By Alison Cobb
Extreme weather events, including (amongst others) tropical cyclones, can lead to huge socio-economic losses. The insurance industry, and risk management in general, is particularly sensitive to weather-related catastrophic events, and the impact of climate variability and climate change on extreme weather events is of great concern. For instance, Hurricane Katrina, which struck New Orleans in 2005, resulted in over $300 billion of damage. In the same hurricane season, a total of 14 major hurricanes were observed, which was considered exceptional. The question about the exceptionality of 2005 remains open. The large variability seen in the number of storms in the Atlantic over a 60 year period is shown in Figure 1.
Figure 1. North Atlantic storm counts from observations (1950-2014)
Extreme weather events (EWEs) are responsible for over 75% of insured losses, and the rate of total annual loss is apparently increasing. Figure 2 highlights the year-to-year variability in losses from catastrophic events. In most years, weather-related (meteorological) events are the greatest contribution to the annual loss. The trend has been for increasing losses with time, but with a huge amount of variability. There is even larger uncertainty about the past, for which we have little data on extreme events, and the future, which is influenced by anthropogenic climate change. The latest IPCC report (2013) still reflects major uncertainty about expected changes.
Figure 2. Insured catastrophe losses (1970-2014)
Catastrophe models are risk assessment tools used to estimate the possible financial loss due to a particular hazard. These models provide loss estimates by overlaying the properties at risk with the potential natural hazard (e.g. tropical cyclone track). A probabilistic approach to catastrophe loss analysis is the most appropriate way to handle the abundant sources of uncertainty inherent in all natural hazard related phenomena. The traditional stochastic approach used in catastrophe models by industry assumes that the climate is a stationary system. In fact, the climate system is non-stationary, displaying variability on multiple scales, which is shown to have an impact of extreme weather activity, such as tropical cyclones. Tropical cyclone activity is quite anomalous, for instance, in years of El Niño, or in years of La Niña.
Over the past ten years, the University of Reading have developed world-leading high-resolution global climate model (GCM) capabilities. GCMs are physically based models that produce a vast amount of climate data across the globe and can now be run at resolutions comparable to those which are used to produce weather forecasts. At these high resolutions, GCMs are able to simulate tropical cyclones as well as global modes of variability, such as El Niño. The University of Reading also has access to a well-known and well-respected tracking algorithm, TRACK. This algorithm can be run on GCM data to identify and extract tropical cyclone tracks, along with associated data such as wind speed and central pressure. Figure 3 shows the number of storms in the Atlantic over 150 years produced by HiGEM, a high-resolution GCM. This model reproduces well the long-term variability that has been seen in observations (Figure 1).
Figure 3. Atlantic storm counts simulated in the HiGEM high resolution GCM (150 years)
Retrospective-analyses (or reanalyses) integrate observations with numerical models to produce a temporally and spatially consistent synthesis of variables not easily observed. The breadth of variables, as well as observational influence, makes reanalyses ideal for investigating climate variability. Reanalyses contain data at grid points around the globe, making for ease of comparability to GCM data, and is a close representation to the ‘truth’ due to the constraint on the model evolution by the observations. The reanalysis datasets are tracked with the same algorithm as the GCMs, and within both sets of tracks, sub-samples of those within different climate states can be selected.
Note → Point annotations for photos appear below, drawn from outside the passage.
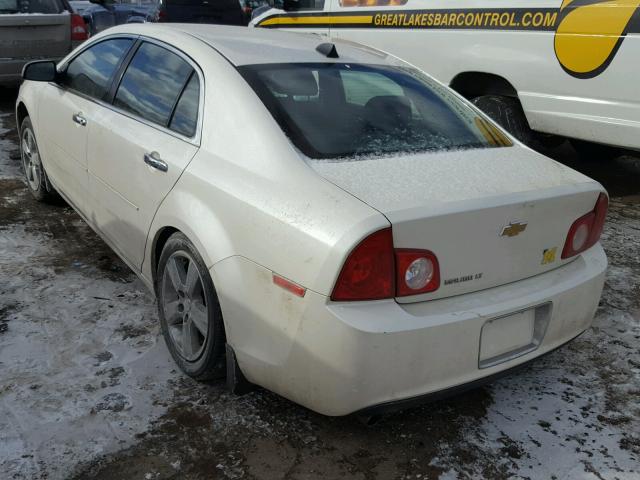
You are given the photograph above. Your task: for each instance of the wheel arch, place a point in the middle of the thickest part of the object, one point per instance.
(159, 241)
(474, 84)
(183, 212)
(21, 113)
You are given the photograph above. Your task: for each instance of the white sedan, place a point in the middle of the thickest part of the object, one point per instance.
(328, 221)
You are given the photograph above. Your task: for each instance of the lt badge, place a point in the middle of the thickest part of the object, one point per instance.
(549, 255)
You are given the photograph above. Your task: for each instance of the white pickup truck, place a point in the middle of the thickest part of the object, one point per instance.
(563, 67)
(34, 30)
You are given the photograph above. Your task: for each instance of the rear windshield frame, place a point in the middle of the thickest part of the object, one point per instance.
(251, 74)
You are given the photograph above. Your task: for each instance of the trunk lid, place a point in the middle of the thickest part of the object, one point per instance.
(34, 36)
(491, 216)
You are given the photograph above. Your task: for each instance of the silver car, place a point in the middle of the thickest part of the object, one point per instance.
(36, 29)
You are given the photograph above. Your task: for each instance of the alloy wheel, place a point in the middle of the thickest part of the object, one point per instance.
(31, 160)
(184, 305)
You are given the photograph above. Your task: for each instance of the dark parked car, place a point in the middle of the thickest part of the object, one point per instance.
(223, 12)
(33, 30)
(100, 14)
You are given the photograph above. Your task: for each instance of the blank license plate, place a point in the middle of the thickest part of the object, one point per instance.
(505, 335)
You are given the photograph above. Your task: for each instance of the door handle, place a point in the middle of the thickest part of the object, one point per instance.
(79, 119)
(153, 160)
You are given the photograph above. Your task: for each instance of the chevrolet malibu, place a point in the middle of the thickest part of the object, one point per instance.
(321, 219)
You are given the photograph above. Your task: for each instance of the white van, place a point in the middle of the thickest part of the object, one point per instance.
(562, 67)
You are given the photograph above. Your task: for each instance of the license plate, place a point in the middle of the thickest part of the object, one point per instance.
(506, 337)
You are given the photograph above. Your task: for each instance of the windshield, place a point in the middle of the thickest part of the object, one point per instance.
(334, 110)
(31, 6)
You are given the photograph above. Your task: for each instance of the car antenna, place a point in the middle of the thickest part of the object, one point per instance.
(328, 50)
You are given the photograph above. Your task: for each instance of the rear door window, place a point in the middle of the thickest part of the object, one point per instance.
(92, 72)
(152, 84)
(185, 115)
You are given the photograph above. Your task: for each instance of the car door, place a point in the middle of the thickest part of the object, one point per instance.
(139, 147)
(67, 108)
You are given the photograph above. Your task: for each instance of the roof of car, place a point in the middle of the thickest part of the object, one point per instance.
(246, 46)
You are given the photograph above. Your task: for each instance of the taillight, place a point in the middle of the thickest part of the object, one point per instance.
(585, 232)
(374, 271)
(417, 271)
(79, 30)
(368, 273)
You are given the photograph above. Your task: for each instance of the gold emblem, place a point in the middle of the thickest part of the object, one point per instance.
(549, 255)
(513, 229)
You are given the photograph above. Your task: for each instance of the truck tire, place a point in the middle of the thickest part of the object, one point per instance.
(508, 113)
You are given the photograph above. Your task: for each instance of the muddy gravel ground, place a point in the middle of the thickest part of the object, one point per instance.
(88, 390)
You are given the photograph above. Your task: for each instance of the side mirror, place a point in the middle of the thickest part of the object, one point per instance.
(106, 4)
(40, 71)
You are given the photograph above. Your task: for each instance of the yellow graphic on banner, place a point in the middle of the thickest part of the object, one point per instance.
(589, 34)
(314, 20)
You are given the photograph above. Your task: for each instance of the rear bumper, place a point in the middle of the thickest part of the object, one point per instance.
(340, 358)
(396, 405)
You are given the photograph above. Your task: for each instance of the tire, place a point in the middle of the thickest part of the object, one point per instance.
(34, 172)
(508, 113)
(593, 151)
(189, 311)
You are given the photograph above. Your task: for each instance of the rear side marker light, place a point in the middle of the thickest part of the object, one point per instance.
(585, 231)
(289, 286)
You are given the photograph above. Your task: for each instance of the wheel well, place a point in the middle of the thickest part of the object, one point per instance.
(474, 84)
(22, 113)
(158, 245)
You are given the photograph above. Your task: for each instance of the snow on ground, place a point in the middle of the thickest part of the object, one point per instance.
(88, 390)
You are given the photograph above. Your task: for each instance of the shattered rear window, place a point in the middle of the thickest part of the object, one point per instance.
(336, 110)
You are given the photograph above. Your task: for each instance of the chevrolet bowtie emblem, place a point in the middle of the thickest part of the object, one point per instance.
(513, 229)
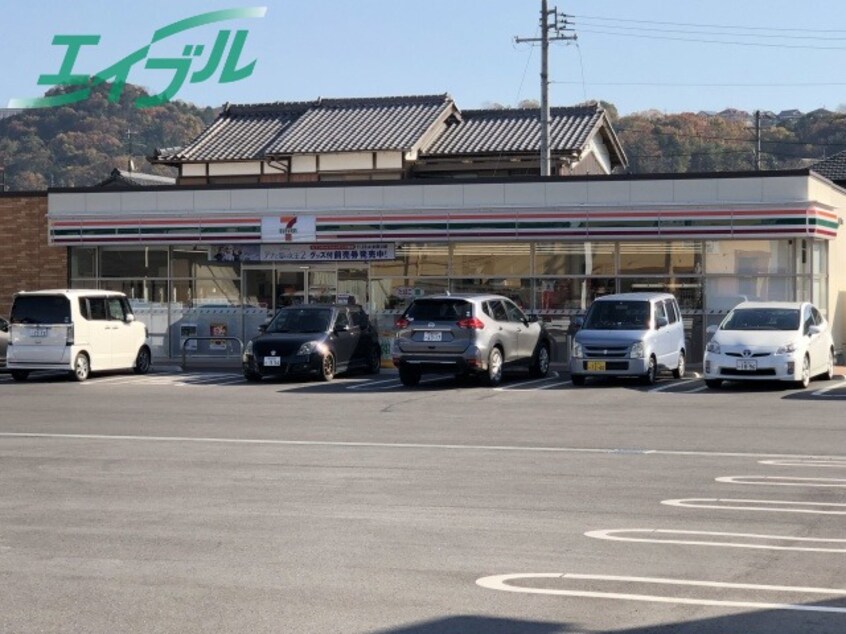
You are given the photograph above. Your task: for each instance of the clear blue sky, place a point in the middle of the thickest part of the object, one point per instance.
(638, 55)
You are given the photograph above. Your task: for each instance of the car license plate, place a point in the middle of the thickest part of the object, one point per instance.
(747, 365)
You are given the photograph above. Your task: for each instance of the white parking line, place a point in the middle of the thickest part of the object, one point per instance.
(512, 386)
(621, 535)
(772, 506)
(501, 582)
(837, 385)
(784, 481)
(821, 462)
(669, 385)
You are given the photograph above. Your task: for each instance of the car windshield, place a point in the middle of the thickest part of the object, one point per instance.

We are beginning to investigate ways in which these extreme event simulations from GCMs and reanalyses could be used as a basis for the hazard in catastrophe models, instead of relying primarily on historical data. With this large sample of historic, reanalysis and GCM tracks and augmented sample size, we can investigate interannual variability, such as El Niño / La Niña, and can come to robust conclusions. Complementing historic tracks with these new data offers the perspective of long-term climate variability and the ability to experiment with different future scenarios. This approach must be combined with rigorous assessment of GCM skill.